Suddenly, she heard a noise. Startled, she rushed to the kitchen pantry for her gun. She crept over to the kitchen window, pulled the curtain slightly and peeked out. She didn’t see anything. “Must’ve been a deer,” she mumbled. Breathing a sigh of relief, she placed her gun back in the pantry and settled in for a quiet evening.
After she prepared her coffee, she sat down in the living roo
m to watch television for a while. Deidre hadn’t watched television in the weeks she was there. She’d spent all of her time preparing the volumes of her journal, which she’d just mailed off to her mother. She wanted Cassandra to know everything, just in case she wasn’t able to tell her herself.

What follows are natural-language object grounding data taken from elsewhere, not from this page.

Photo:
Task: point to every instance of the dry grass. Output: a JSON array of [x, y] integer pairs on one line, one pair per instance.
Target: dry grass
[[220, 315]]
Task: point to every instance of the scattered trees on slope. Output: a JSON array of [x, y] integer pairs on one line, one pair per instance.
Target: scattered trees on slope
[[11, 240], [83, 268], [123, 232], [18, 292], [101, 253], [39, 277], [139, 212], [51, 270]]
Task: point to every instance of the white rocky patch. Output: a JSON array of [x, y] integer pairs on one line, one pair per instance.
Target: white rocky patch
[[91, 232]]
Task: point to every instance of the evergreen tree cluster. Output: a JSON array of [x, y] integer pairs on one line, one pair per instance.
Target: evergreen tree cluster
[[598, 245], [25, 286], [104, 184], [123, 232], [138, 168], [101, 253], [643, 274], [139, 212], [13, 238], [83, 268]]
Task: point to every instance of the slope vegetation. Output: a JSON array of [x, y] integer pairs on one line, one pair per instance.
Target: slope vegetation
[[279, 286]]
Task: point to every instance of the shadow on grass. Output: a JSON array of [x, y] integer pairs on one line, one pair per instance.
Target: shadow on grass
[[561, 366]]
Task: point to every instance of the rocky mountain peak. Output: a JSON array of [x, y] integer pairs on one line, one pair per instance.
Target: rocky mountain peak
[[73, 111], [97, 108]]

“Huhhh!” Deidre let out a relaxing sigh as she flipped the channels. Something immediately caught her attention:
“In breaking news today, federal investigators report that after a one year undercover sting operation dubbed ‘Operation Candy Shop’, a multi-million dollar designer drug ring has been brought down. The ring, reportedly run by three of the most dangerous women operating between New York City, Newark, Baltimore and Mexico, were responsible for the illegal sale and circulation of prescription drugs like Oxycontin, Percoset, and Vicodin. The trio of woman were also reportedly running a large-scale methamphetamine distribution conglomerate. In recent years these drugs have become just as popular and profitable as traditional street drugs such as heroin and crack-cocaine.”
“According to the investigators, the drug ring was brought down by a joint effort between local police, the FBI, DEA, and ICE agents. The FBI credits the director of the Washington field office for the success of the operation. Investigators would not elaborate on the specific roles the women played or their expected dates in court.”
“We will continue to follow this story as it unfolds. For channel 9 news, I’m Chynna Brown. Back to you in the studio, Ed.”
Deidre stared at the television screen, anger welling up inside of her like hot lava in a volcano. Nothing shocked her anymore, but her heart raced as she listened to the reporter’s words. She stood on wobbly legs and the large vein in her neck pulsed fiercely against her skin. Months of lies, deceit and frustration sent a rush of heat through her bloodstream.
“Arggggghhh!” she screamed, sending the coffee mug filled with her favorite hazelnut-flavored coffee sailing into the screen. “Fucking liars! Fucking bastards!” she screamed. The thought of how her life had ended up sent hot tears streaming down her high cheekbones.